25/04/2012, 07:10:40 AM

by Atul Hatwal

Why does Jeremy Hunt still have a job? His holding statement last night was so full of holes it could be used to sieve the peas.

Hunt’s words were carefully chosen, and as ever when politicians’ parse, it is what is not explicitly ruled out that counts:  “some of the evidence reported meetings and conversations that simply didn’t happen “.

So, some of the meetings and conversations did happen.

That’s enough. A cursory reading of the e-mails suggests that for Hunt to survive, Frédéric Michel would have had to have been a complete fantasist. Jeremy Hunt has already said he is not.

The depth of trouble in which Hunt finds himself can be gauged by the way the Leveson cache of e-mails is being reported: almost always with a prefix such as “devastating”, in the same way Andrew Lansley is normally “gaffe-prone” or “under pressure”.
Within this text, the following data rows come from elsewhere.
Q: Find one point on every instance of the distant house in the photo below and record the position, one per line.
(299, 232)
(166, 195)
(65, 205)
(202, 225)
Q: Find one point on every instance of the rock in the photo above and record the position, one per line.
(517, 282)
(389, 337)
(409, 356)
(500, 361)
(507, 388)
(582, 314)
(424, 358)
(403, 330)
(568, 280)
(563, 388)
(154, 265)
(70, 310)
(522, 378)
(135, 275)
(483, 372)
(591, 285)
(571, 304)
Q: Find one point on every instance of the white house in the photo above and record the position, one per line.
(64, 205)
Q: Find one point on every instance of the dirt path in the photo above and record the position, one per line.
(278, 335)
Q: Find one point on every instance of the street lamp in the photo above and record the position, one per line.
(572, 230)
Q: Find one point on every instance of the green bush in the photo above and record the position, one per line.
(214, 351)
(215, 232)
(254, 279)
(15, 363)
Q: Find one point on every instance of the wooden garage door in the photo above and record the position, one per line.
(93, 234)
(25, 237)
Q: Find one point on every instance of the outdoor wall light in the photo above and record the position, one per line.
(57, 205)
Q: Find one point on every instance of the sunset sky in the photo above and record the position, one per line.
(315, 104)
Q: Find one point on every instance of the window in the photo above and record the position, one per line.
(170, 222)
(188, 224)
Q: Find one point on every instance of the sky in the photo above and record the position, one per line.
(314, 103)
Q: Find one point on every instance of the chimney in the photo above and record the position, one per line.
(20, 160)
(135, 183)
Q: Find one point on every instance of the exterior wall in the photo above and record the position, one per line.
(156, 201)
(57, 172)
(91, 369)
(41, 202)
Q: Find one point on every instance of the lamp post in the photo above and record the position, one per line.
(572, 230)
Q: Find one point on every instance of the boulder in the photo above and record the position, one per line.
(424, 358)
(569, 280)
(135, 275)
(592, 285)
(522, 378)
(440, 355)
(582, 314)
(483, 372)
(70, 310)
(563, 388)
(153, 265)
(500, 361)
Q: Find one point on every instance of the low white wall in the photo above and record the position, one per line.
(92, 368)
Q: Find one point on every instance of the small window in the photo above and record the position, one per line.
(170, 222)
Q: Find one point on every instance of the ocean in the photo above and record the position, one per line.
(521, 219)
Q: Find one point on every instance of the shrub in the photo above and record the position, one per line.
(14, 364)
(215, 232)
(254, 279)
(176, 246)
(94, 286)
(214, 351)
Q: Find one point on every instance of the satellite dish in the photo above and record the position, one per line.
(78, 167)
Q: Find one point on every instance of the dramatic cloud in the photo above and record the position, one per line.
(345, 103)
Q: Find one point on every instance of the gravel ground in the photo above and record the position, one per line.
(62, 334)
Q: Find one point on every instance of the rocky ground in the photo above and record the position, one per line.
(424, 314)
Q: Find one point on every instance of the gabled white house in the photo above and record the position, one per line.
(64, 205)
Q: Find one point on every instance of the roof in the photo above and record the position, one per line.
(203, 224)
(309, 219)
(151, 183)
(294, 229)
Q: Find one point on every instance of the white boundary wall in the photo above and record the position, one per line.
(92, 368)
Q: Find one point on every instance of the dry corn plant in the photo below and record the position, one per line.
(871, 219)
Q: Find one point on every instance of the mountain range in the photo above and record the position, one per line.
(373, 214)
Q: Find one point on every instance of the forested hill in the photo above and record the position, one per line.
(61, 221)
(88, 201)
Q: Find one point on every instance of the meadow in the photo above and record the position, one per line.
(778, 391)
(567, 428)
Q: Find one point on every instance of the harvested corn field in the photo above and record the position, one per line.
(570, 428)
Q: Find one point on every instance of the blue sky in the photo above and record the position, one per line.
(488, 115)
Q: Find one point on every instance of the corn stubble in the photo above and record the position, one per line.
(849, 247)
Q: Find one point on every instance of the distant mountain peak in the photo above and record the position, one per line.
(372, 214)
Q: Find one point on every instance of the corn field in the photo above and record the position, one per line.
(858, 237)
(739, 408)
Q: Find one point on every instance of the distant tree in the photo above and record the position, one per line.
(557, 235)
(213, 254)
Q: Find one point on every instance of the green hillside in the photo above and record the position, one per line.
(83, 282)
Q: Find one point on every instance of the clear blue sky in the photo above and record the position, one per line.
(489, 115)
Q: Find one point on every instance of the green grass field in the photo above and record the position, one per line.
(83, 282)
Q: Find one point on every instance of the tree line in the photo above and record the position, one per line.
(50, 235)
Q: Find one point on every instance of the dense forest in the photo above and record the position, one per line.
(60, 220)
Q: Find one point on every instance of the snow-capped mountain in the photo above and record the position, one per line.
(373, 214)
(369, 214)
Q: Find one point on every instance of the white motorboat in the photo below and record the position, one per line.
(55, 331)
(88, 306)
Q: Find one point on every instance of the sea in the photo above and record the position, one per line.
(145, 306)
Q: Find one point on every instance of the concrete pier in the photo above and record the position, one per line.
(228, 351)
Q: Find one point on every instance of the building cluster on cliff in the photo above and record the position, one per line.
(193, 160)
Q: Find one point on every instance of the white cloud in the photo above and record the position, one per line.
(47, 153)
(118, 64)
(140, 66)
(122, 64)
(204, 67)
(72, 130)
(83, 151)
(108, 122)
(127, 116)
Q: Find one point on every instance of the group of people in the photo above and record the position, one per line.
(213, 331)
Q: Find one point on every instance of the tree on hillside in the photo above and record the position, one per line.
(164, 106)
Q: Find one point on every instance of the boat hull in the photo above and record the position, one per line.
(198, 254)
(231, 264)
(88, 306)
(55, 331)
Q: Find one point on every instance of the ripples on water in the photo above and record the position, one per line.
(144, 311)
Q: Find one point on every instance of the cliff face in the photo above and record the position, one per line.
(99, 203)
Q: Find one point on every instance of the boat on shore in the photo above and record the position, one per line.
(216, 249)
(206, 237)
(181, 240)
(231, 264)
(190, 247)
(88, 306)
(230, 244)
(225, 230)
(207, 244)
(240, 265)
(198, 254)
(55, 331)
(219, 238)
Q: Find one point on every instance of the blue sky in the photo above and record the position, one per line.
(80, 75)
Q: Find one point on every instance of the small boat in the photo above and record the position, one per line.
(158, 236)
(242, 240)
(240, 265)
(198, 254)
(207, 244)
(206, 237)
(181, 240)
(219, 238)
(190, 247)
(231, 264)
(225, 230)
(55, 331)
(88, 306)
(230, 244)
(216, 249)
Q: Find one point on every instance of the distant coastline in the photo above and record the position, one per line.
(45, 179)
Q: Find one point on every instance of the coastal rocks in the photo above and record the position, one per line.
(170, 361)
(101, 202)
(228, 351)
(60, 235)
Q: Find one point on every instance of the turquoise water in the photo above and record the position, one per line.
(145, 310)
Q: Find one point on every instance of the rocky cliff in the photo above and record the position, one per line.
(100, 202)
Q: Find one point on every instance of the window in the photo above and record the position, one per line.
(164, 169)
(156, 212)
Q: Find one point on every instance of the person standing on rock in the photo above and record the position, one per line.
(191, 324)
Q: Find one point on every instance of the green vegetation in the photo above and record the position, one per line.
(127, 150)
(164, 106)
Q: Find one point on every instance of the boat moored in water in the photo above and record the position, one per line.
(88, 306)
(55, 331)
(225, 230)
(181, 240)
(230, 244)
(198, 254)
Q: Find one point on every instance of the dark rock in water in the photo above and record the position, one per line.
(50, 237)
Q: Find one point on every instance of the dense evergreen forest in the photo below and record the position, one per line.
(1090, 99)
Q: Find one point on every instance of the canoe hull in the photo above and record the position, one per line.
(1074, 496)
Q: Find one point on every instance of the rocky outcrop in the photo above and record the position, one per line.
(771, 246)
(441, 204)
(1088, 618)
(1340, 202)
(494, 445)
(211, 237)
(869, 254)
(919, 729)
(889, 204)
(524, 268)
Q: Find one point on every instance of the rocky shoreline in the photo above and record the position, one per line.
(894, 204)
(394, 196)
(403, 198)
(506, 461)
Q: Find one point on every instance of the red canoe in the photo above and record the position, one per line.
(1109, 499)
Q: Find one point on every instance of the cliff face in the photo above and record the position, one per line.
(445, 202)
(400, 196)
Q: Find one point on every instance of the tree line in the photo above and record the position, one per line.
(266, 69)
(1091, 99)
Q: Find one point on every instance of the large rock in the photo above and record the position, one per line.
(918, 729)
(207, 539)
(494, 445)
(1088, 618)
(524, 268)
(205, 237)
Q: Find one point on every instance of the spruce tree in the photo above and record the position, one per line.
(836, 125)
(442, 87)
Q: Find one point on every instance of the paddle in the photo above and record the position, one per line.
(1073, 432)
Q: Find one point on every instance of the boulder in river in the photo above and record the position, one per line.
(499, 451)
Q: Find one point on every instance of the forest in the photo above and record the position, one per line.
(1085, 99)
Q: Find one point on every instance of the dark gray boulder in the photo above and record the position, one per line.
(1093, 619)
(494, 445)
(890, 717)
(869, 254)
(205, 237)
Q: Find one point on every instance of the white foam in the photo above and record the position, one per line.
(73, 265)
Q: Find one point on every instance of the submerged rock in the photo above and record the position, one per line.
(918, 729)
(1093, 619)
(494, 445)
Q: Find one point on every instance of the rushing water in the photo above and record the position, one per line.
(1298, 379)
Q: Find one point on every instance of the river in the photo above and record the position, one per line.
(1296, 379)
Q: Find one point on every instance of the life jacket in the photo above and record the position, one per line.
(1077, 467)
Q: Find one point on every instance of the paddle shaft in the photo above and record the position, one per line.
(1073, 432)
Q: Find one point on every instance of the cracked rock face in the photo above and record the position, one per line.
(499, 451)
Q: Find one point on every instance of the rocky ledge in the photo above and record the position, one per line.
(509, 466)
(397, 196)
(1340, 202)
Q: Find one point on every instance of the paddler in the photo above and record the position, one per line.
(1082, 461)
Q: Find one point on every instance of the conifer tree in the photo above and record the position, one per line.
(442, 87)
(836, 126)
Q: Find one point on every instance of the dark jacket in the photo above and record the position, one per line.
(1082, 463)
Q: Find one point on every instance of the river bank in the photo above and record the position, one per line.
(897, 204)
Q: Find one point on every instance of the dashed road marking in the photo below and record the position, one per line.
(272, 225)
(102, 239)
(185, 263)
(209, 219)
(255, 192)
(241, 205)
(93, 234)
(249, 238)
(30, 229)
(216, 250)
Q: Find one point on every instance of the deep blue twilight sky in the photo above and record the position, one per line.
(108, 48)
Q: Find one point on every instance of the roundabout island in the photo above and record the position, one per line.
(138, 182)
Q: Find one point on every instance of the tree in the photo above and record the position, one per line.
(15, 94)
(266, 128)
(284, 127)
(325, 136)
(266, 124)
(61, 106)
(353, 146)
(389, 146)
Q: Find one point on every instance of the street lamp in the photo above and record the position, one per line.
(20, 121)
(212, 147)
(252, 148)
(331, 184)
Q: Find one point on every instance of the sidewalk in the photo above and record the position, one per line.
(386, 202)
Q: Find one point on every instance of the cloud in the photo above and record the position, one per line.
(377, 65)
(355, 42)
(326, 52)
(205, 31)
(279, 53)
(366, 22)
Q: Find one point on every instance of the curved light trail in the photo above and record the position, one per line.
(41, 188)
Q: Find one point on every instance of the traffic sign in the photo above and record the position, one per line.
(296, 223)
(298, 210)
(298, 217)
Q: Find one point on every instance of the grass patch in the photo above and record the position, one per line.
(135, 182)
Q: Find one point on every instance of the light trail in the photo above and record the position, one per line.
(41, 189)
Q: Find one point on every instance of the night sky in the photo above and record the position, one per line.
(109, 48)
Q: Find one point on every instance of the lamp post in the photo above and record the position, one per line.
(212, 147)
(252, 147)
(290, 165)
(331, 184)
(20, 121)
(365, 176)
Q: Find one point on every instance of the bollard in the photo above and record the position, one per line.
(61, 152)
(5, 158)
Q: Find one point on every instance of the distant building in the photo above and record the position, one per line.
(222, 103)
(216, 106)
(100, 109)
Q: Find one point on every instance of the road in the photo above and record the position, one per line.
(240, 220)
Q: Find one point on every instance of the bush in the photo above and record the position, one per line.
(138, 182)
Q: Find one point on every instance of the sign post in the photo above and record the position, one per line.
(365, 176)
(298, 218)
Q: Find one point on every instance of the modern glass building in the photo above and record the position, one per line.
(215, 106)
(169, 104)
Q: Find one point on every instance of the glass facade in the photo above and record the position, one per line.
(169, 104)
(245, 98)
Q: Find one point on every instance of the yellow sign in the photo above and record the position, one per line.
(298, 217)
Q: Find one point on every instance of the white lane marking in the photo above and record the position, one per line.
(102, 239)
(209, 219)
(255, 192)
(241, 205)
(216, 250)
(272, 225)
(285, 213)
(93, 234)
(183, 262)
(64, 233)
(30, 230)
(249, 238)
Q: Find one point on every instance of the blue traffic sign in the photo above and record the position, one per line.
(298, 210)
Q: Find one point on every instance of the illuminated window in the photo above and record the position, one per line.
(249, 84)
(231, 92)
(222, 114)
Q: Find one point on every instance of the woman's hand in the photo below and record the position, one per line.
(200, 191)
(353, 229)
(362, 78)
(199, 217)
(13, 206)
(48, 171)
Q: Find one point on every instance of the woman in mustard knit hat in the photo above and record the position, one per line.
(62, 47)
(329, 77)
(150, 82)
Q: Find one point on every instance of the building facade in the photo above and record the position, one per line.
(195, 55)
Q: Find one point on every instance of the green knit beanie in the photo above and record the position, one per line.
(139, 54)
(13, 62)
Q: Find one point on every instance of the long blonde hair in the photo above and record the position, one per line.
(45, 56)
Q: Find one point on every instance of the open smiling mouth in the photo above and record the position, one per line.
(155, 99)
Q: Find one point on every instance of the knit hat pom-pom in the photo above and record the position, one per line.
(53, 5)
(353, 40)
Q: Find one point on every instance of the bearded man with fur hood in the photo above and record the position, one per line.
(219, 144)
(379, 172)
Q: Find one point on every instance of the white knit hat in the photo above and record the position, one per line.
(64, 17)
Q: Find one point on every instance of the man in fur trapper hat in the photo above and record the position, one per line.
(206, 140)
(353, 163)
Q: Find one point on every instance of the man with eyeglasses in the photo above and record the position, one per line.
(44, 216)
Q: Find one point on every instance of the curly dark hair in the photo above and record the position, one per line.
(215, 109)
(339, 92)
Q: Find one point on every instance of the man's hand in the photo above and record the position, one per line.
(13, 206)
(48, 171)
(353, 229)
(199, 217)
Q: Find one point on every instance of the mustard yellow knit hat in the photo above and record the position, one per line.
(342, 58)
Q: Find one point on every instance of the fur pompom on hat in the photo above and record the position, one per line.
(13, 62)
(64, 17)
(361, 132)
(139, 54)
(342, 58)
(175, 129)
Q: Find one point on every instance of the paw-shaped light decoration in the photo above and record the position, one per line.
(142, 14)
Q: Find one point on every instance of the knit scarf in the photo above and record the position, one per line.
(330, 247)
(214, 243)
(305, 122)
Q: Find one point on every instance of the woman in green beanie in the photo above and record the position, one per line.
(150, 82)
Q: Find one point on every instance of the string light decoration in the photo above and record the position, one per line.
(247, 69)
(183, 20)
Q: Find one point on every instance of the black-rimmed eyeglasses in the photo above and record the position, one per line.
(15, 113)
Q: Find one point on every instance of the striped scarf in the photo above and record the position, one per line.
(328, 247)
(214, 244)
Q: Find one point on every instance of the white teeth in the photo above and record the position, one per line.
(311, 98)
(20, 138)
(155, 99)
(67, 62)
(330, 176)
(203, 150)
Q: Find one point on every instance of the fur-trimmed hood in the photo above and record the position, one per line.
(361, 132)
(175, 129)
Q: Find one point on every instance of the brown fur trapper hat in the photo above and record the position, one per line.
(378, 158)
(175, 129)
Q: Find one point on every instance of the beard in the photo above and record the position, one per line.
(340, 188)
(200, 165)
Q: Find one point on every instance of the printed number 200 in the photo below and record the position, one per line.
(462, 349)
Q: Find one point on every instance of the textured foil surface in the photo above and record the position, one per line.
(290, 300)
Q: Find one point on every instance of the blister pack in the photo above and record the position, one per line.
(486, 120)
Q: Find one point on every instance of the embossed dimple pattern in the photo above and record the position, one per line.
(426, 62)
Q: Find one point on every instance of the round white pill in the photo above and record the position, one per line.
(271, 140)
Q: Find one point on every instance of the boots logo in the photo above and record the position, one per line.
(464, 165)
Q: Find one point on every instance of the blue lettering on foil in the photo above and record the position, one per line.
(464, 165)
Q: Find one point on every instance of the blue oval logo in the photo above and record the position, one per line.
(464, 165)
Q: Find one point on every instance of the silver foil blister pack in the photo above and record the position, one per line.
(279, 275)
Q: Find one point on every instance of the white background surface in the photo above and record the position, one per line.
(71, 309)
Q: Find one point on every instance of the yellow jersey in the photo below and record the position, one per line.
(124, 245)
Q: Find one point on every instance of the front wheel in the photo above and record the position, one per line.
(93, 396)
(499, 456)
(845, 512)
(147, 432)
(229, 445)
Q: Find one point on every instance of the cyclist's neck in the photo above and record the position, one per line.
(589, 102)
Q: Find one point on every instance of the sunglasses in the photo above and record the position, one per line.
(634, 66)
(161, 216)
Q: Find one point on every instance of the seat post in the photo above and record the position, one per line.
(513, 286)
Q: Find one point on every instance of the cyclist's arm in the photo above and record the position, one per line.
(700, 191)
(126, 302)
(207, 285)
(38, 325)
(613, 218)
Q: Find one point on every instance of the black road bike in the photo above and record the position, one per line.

Naturally, Jeremy Hunt thinks he can ride out the storm. After spending the best part of the past two decades scrambling to climb the greasy political pole (so to speak), he and his advisers will desperately be looking for a way through the minefield. It’s an understandable human reaction.

But what makes less sense is the response from Number 10.

Quite apart from the substance of the issue and the appalling privileged influence that the Murdochs clearly enjoyed, there is something potentially even more damaging in the Downing street reaction, certainly in the medium term: their failure of political judgement.